Tonight, as I was listening to the song “Little Sparrow” covered by David Cook, I started to think back on the men I have dated, and in particular a man I was thinking about maybe possibly … but probably not.
“All ye maidens fair and tender
Never trust the hearts of men
They will crush you like a sparrow
Leaving you to never mend”
Caught in my head. I started to think about all the times that I thought I was starting something new only to find the men/boys had lied or deceived me in order to simply get their dicks wet.
Wouldn’t it be nice to just have a frank conversation and be honest.. know what you’re getting into ahead of time? To be able to trust that other person to be honest back?
To be able to say, I really like sex and I’m looking for something long lasting… and if they aren’t, they admit it and respect you as a person enough to walk away.
See that’s the big issue.

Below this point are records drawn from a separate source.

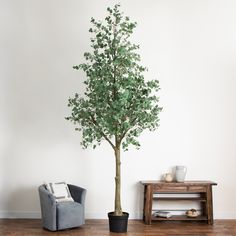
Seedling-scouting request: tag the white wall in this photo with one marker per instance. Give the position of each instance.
(190, 46)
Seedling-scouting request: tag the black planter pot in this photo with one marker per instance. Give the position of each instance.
(118, 224)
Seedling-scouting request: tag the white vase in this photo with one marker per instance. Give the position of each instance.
(180, 173)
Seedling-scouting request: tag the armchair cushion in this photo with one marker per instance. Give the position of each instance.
(62, 215)
(70, 214)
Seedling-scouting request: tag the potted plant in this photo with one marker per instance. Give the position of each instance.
(118, 103)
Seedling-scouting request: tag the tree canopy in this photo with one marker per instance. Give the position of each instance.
(118, 103)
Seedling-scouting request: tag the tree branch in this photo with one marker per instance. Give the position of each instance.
(103, 134)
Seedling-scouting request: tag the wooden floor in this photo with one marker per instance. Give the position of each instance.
(17, 227)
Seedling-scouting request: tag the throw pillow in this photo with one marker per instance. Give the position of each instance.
(60, 191)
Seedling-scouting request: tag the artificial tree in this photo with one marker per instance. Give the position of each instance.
(118, 103)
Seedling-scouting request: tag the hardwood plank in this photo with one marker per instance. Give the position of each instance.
(30, 227)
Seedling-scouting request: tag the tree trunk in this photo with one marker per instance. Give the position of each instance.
(118, 209)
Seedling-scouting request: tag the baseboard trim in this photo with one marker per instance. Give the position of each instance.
(94, 215)
(20, 214)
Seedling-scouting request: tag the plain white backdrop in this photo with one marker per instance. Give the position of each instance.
(190, 46)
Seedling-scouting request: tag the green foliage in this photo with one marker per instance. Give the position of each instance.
(118, 104)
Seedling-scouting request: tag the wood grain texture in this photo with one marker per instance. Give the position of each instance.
(17, 227)
(203, 188)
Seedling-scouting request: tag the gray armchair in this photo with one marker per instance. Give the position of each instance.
(62, 215)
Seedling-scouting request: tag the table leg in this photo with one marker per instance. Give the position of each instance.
(148, 204)
(209, 205)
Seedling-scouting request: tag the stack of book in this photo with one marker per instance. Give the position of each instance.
(164, 214)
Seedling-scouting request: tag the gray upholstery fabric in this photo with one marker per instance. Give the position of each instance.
(62, 215)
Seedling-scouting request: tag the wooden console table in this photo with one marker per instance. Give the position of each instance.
(202, 188)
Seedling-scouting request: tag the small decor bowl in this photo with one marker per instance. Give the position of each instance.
(192, 213)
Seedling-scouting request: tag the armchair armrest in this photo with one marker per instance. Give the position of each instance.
(77, 193)
(48, 208)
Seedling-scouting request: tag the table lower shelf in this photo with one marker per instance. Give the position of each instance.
(180, 217)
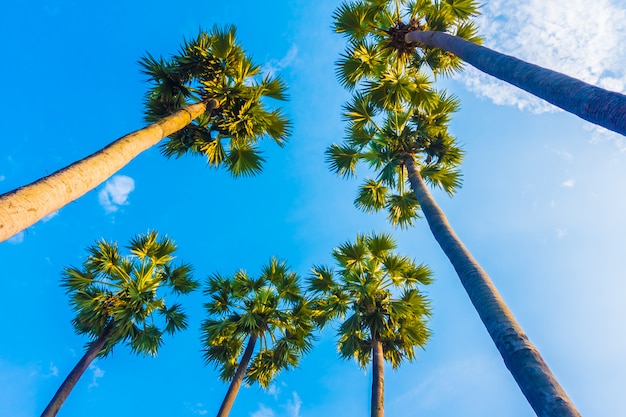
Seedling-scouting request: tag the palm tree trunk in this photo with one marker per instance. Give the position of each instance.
(66, 387)
(26, 205)
(378, 379)
(594, 104)
(235, 384)
(523, 360)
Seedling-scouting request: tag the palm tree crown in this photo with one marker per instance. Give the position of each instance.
(384, 137)
(271, 309)
(127, 293)
(214, 69)
(376, 32)
(378, 290)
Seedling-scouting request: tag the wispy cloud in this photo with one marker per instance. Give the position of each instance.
(553, 35)
(277, 65)
(97, 373)
(115, 192)
(293, 406)
(17, 238)
(263, 411)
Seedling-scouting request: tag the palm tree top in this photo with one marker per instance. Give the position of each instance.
(270, 307)
(127, 293)
(375, 294)
(376, 32)
(213, 68)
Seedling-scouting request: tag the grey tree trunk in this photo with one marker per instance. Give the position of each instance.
(594, 104)
(72, 379)
(235, 384)
(26, 205)
(535, 379)
(378, 379)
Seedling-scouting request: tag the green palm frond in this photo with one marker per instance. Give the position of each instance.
(403, 209)
(271, 308)
(372, 196)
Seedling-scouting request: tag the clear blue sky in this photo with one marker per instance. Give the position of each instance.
(542, 209)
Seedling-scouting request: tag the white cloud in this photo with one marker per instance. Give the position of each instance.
(293, 406)
(263, 411)
(97, 374)
(274, 65)
(17, 238)
(579, 38)
(115, 192)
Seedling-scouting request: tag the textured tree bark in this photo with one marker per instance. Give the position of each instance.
(68, 385)
(594, 104)
(378, 379)
(543, 392)
(26, 205)
(235, 384)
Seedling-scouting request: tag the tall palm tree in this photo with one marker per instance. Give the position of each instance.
(209, 100)
(439, 33)
(269, 314)
(121, 299)
(406, 147)
(378, 291)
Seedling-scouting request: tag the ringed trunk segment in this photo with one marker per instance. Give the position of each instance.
(594, 104)
(27, 205)
(72, 379)
(235, 384)
(543, 392)
(378, 379)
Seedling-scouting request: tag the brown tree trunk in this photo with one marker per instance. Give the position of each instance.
(66, 387)
(594, 104)
(235, 384)
(26, 205)
(378, 379)
(538, 384)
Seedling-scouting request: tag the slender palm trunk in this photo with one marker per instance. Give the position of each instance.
(523, 360)
(235, 384)
(26, 205)
(378, 379)
(66, 387)
(594, 104)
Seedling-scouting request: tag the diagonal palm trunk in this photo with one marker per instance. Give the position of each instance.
(235, 384)
(66, 387)
(594, 104)
(378, 379)
(26, 205)
(523, 360)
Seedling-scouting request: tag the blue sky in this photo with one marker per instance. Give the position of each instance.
(542, 209)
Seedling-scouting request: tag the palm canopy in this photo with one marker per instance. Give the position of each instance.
(376, 32)
(213, 68)
(271, 308)
(378, 291)
(383, 138)
(126, 294)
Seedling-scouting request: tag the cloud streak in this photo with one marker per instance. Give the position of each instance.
(579, 38)
(115, 193)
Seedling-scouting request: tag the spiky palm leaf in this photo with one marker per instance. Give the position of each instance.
(271, 307)
(214, 68)
(128, 292)
(379, 295)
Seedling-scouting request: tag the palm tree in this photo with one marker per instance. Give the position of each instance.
(378, 289)
(407, 146)
(270, 310)
(439, 33)
(120, 299)
(209, 100)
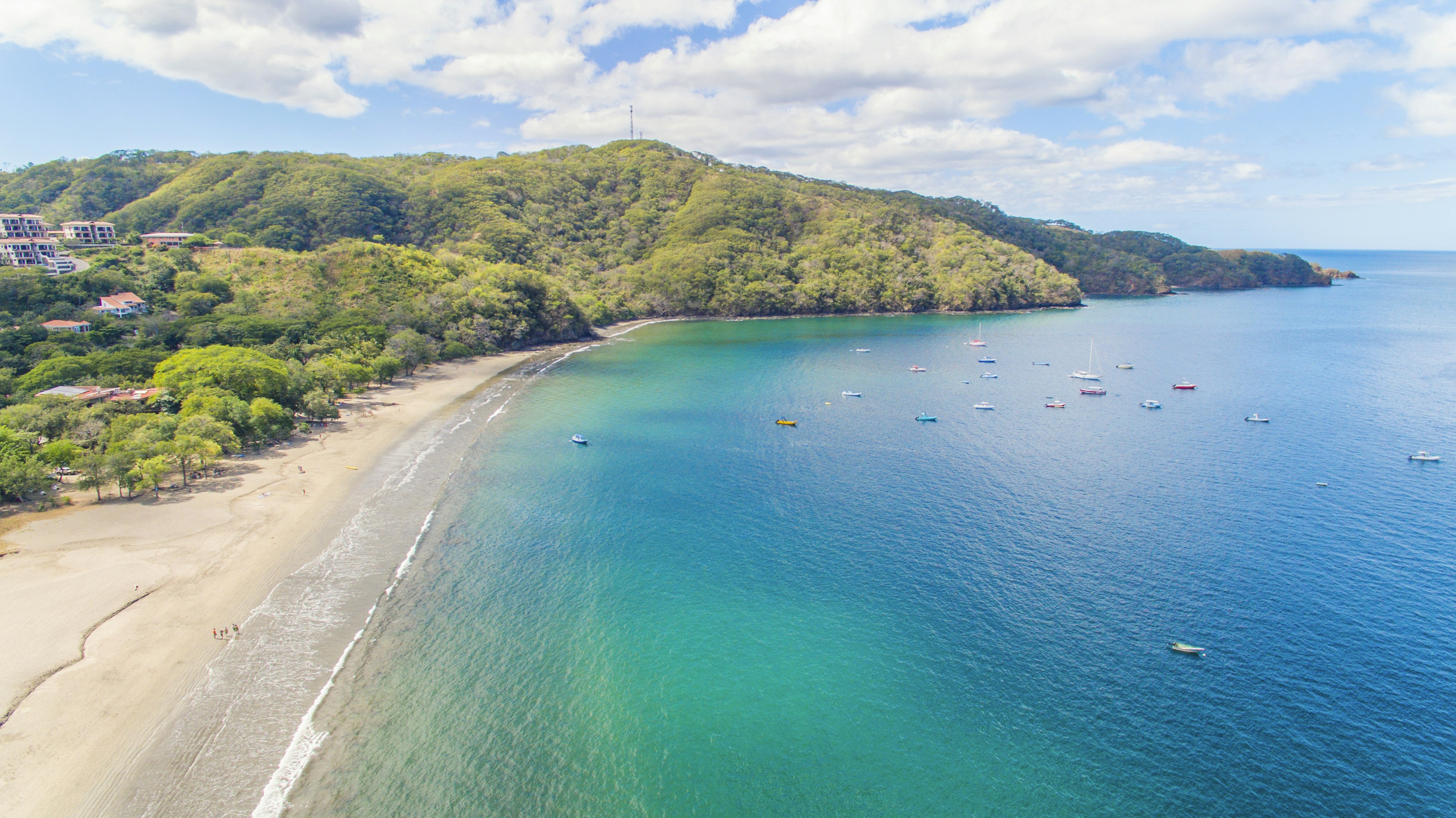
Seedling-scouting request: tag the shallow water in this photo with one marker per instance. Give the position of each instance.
(707, 613)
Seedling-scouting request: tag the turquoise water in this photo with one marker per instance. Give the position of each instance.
(704, 613)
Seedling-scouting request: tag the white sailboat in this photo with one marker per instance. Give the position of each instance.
(1090, 373)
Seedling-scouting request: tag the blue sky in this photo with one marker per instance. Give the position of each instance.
(1232, 123)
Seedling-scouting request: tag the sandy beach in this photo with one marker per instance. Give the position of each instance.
(107, 609)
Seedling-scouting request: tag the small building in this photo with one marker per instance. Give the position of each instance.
(165, 239)
(22, 226)
(89, 234)
(25, 252)
(121, 305)
(71, 327)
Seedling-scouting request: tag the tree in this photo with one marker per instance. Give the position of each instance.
(246, 373)
(92, 466)
(411, 349)
(22, 475)
(193, 450)
(270, 421)
(319, 407)
(152, 471)
(386, 367)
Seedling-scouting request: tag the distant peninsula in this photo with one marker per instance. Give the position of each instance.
(627, 231)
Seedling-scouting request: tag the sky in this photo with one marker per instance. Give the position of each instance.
(1227, 123)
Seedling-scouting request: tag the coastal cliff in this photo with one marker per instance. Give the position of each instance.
(631, 229)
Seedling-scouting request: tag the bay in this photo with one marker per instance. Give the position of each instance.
(707, 613)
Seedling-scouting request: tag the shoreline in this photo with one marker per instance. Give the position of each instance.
(107, 608)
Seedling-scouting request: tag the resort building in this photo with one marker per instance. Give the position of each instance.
(22, 226)
(121, 305)
(165, 239)
(72, 327)
(91, 234)
(27, 252)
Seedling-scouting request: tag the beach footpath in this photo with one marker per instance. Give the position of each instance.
(111, 611)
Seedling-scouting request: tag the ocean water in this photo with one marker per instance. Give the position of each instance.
(705, 613)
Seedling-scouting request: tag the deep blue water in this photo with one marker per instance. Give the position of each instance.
(707, 613)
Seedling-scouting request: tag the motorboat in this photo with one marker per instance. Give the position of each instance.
(1091, 373)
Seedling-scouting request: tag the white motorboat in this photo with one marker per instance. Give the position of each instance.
(1091, 373)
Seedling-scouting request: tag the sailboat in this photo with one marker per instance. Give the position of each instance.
(1088, 373)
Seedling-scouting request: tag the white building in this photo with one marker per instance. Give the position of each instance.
(27, 252)
(22, 226)
(165, 239)
(101, 234)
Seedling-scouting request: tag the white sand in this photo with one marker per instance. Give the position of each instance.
(107, 609)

Respect. Honesty. Honor.
Where are all the men today?
I hear men all the time talking about how women and feminism is ruining men. Making them weak little pussies or whatever.
But you want to know what really makes a man?
Respecting someone else.
Being Honest about your intentions.
Having Honor in your actions that if someone says “Yes I want this, but only in this way” that they hear it and if they can’t fulfill it, they say so.
I was talking with a new friend yesterday, and we were discussing men and relationships… and I was admitting my stark lack of trust.
I really want to.. I want to trust someone again.. but I just don’t see it happening.
Men, is it really that important to have sex that you have to emotionally rape a girl to get it? You may think it’s no big deal. But it is. If you know a girl is looking for something more than just sex, and you persist with her, you are essentially promising to date her, and because of that, she is agreeing to sex now… rather than waiting. She has agreed to those parameters, and if you just walk away or have no intentions of dating her, you are raping her. Because if you were honest, you know she’d say no. You know it, and you do it anyway.